Week #1: Introduction to Design
This module was designed to introduce you to the design process and to reinforce the critical role that user needs play in good design. You’ll learn that design is conceiving and giving form to artifacts that solve problems, and also how to recognize and identify a gap in a problem. You’ll explore what defines what users need, as well as ways to use those needs toward product design. By the end of this module, you will have begun your own design process by identifying 10 problem gaps and submitting them for feedback from your peers. You will also do a “5 Whys” exercise to help you determine the best design problem for you to solve in your final design project
Week #2: Customer Needs and Drawing Solutions
In this module, you’ll deliver your customer needs and learn the basic principles of drawing for product design: a necessary skill for any designer. The module begins with another peer review, this time on customer needs. This assignment requires you to conduct interviews with potential customers, and to come up with a list of at least 30 user needs. Given the time-intensive nature of this assignment, we suggest you begin it as soon as possible. As you conduct your interviews and begin your list of user needs, you can start watching the drawing videos, which will guide you through the processes of presenting your design in a clear, easily accessible format. By the end of this module, you’ll be able to identify the main customer needs your design will address, and also be able to present your design as a drawing which employs the best practices of drawing for design.
Week #3: Design Concepts
The goal of this module is to move from defining the problem to designing a solution. You’ll begin by learning about the exploration phase, and you will exit this phase with a number of design concepts for peer review. You’ll also learn how to decompose a design to evaluate its overall function, and essential process in creating good design essential to the life of your design. Finally, you’ll learn how to critically examine past design artifacts to inform your current concepts so that you can sensibly differentiate your product. By the end of this module, you’ll have created 10 solid design concepts, and you will have received feedback on those concepts so that you can move to the next phase of the design process: prototyping.
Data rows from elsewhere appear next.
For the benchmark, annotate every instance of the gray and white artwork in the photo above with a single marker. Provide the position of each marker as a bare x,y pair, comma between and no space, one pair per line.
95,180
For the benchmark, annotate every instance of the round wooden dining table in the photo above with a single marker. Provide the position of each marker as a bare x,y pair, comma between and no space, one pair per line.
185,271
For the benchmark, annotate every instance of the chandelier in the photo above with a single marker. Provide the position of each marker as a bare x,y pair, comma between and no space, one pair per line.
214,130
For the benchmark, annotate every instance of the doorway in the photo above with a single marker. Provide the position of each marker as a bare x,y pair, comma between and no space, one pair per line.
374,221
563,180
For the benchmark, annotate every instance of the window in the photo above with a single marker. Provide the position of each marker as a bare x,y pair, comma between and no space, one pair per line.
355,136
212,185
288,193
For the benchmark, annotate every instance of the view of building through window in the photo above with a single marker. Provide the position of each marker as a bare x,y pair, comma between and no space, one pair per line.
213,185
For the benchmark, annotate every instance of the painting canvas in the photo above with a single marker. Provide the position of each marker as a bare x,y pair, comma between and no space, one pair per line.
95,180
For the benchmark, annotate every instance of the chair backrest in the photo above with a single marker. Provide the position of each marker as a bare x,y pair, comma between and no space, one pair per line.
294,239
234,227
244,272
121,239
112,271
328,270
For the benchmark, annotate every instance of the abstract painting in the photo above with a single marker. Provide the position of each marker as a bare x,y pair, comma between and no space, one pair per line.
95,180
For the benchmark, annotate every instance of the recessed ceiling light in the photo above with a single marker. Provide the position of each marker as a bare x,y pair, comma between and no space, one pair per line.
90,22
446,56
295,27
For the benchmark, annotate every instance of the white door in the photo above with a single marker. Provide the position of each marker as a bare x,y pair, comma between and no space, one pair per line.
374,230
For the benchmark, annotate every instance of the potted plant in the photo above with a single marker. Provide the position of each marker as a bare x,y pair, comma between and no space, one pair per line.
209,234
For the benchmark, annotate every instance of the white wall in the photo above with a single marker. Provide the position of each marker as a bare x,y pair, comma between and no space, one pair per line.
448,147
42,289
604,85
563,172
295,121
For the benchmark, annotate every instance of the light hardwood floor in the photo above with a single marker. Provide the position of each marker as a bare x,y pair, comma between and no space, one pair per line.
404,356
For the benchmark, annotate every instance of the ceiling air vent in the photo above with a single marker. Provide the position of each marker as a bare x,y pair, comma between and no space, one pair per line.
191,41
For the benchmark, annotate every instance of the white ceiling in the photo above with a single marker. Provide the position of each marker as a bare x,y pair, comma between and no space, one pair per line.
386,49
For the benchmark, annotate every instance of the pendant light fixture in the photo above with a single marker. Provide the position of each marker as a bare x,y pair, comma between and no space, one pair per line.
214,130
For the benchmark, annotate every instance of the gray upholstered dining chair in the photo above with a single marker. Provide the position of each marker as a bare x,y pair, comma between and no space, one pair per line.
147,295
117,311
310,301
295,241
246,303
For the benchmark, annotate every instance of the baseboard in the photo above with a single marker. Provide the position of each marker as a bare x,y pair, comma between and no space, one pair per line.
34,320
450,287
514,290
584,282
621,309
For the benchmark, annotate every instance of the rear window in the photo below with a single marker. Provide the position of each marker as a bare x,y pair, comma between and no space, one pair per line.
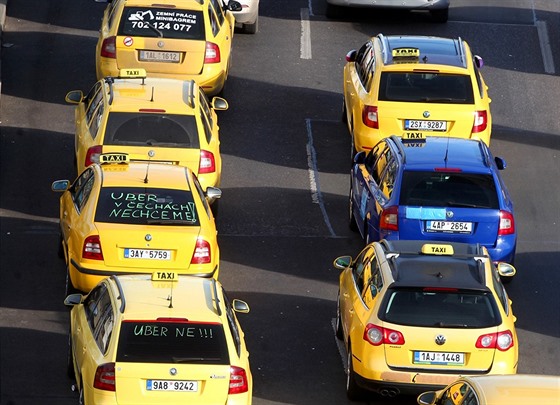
172,342
162,22
426,88
448,190
146,206
163,130
440,308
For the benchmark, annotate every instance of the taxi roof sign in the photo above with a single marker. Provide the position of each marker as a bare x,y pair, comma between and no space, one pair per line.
437,249
165,276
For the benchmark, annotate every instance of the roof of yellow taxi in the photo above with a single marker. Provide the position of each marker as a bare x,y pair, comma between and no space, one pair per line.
134,174
518,389
171,95
190,297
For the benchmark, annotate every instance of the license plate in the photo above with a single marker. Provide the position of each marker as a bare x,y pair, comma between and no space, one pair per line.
439,358
172,385
147,254
449,226
159,56
425,125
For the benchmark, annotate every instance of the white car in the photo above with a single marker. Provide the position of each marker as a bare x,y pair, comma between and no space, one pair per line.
248,17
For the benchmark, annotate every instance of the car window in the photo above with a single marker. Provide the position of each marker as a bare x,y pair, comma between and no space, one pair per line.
422,87
146,206
162,22
164,130
443,189
160,341
429,307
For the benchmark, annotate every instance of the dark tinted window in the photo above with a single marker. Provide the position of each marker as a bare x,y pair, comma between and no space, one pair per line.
426,88
164,22
166,130
439,189
146,206
440,308
172,342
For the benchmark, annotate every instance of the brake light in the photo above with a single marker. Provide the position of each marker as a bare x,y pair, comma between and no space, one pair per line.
507,224
369,116
237,380
501,341
480,121
92,248
105,377
207,162
212,53
109,48
389,219
201,253
92,155
376,335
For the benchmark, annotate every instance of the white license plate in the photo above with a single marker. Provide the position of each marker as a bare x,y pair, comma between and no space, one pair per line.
439,358
449,226
159,56
425,125
148,254
172,385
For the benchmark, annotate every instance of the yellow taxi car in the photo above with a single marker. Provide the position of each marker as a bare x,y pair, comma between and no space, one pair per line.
160,339
414,86
121,217
414,316
519,389
151,119
183,39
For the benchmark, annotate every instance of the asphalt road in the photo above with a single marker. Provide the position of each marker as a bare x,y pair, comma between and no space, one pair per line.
285,182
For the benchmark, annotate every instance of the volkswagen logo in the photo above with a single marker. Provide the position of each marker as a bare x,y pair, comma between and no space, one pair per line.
440,339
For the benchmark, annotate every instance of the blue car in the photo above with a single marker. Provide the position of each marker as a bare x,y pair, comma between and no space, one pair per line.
441,189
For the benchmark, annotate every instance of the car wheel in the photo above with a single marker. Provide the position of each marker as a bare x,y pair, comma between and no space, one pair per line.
440,16
353,390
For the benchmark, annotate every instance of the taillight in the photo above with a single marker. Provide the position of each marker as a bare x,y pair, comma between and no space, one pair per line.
201,253
105,377
389,219
377,335
212,53
92,248
501,341
507,224
480,121
237,380
92,155
109,48
369,116
207,162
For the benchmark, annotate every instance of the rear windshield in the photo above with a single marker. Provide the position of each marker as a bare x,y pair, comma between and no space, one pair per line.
440,308
162,22
439,189
172,342
426,88
146,206
164,130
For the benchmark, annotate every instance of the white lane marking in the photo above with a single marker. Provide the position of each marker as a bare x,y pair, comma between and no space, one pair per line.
314,186
305,41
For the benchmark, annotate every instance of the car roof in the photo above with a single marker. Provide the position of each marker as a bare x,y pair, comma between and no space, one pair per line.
411,268
433,50
467,154
189,297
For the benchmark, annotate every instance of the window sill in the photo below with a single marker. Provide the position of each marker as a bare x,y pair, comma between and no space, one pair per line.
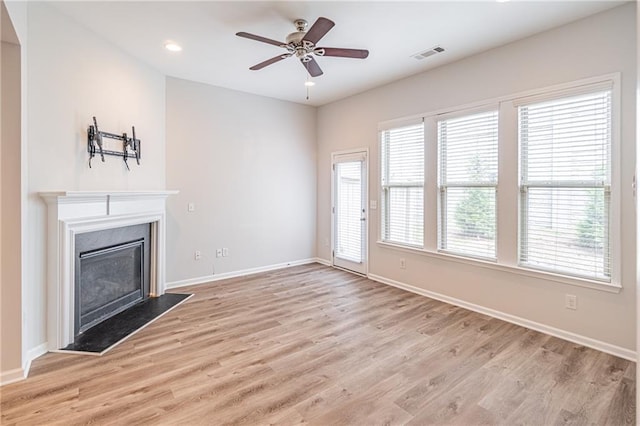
549,276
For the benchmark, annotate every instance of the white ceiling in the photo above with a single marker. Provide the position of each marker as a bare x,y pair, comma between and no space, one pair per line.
391,31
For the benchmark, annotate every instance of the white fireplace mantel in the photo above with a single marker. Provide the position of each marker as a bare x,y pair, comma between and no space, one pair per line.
75,212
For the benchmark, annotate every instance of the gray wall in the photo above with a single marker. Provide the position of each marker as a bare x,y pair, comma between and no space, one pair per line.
248,163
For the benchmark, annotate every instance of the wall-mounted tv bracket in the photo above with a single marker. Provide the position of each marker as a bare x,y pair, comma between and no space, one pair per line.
95,144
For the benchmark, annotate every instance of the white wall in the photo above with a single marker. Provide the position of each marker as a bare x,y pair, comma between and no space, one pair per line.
248,163
72,75
597,45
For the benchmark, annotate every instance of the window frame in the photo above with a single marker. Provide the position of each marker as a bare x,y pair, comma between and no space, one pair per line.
443,186
385,188
606,185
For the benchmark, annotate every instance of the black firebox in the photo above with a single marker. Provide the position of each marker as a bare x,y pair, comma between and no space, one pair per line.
111,273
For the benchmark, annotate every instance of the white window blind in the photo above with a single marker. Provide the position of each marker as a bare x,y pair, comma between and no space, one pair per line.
565,185
349,211
468,178
402,181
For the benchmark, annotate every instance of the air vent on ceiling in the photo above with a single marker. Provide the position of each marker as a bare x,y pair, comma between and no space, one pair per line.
420,56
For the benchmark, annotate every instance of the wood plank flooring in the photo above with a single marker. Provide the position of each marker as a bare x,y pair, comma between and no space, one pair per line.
315,345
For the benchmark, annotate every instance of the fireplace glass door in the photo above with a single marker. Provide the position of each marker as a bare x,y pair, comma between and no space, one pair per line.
111,273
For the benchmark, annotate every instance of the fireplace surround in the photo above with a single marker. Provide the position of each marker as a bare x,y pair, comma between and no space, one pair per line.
71,213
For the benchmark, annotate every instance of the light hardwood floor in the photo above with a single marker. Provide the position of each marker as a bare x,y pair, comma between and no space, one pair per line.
316,345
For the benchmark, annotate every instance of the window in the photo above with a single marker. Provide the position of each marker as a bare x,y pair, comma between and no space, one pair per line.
402,181
468,178
565,184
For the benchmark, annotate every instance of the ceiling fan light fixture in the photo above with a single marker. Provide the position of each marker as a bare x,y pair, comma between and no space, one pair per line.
172,46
Week #4: Concept Selection and Prototyping
This module was created to help you understand the selection process so that you can choose one design for prototyping. You’ll learn key techniques for evaluating your design concepts, including the selection matrix, and the scoring matrix. And once you’ve selected some designs, you will also learn the uses and value of prototyping. You’ll explore how prototypes are used to answer questions, to communicate and to distinguish milestones in the design process, and you will also work through the prototyping process so you can begin building your own, which you will submit for peer review. By the end of this module, you’ll have selected one or more design concepts for prototyping, built prototypes, and received feedback on them from your peers. You’ll also get to see some of your peers’ designs as well.
Week #5: Aesthetics
Now that you’ve identified what concept you want to explore, this module will explore the aesthetics of design so that you can refine your prototypes to be as aesthetically pleasing as possible. You’ll learn how aesthetics are used in design, and how they motivate reactions toward artifacts overall using a real-world example. You’ll also learn how you can apply these aesthetic principles to your own prototype, so that you can make your prototype more appealing and pleasing to potential customers. By the end of this module, you’ll be prepared to implement aesthetic changes to your existing prototype so that you can be ready to submit your final design project for review in the following module.
Week #6: Final Project Submission
In this module, you will submit your final project for review. You’ll then evaluate the work of five (5) of your peers and receive feedback which you can use for the next iteration of your design. By the end of this module, you will have created a reasonable prototype, and received critical feedback on how to redesign your prototype so that you know which directions to purse should you continue working on this project after the conclusion of this course.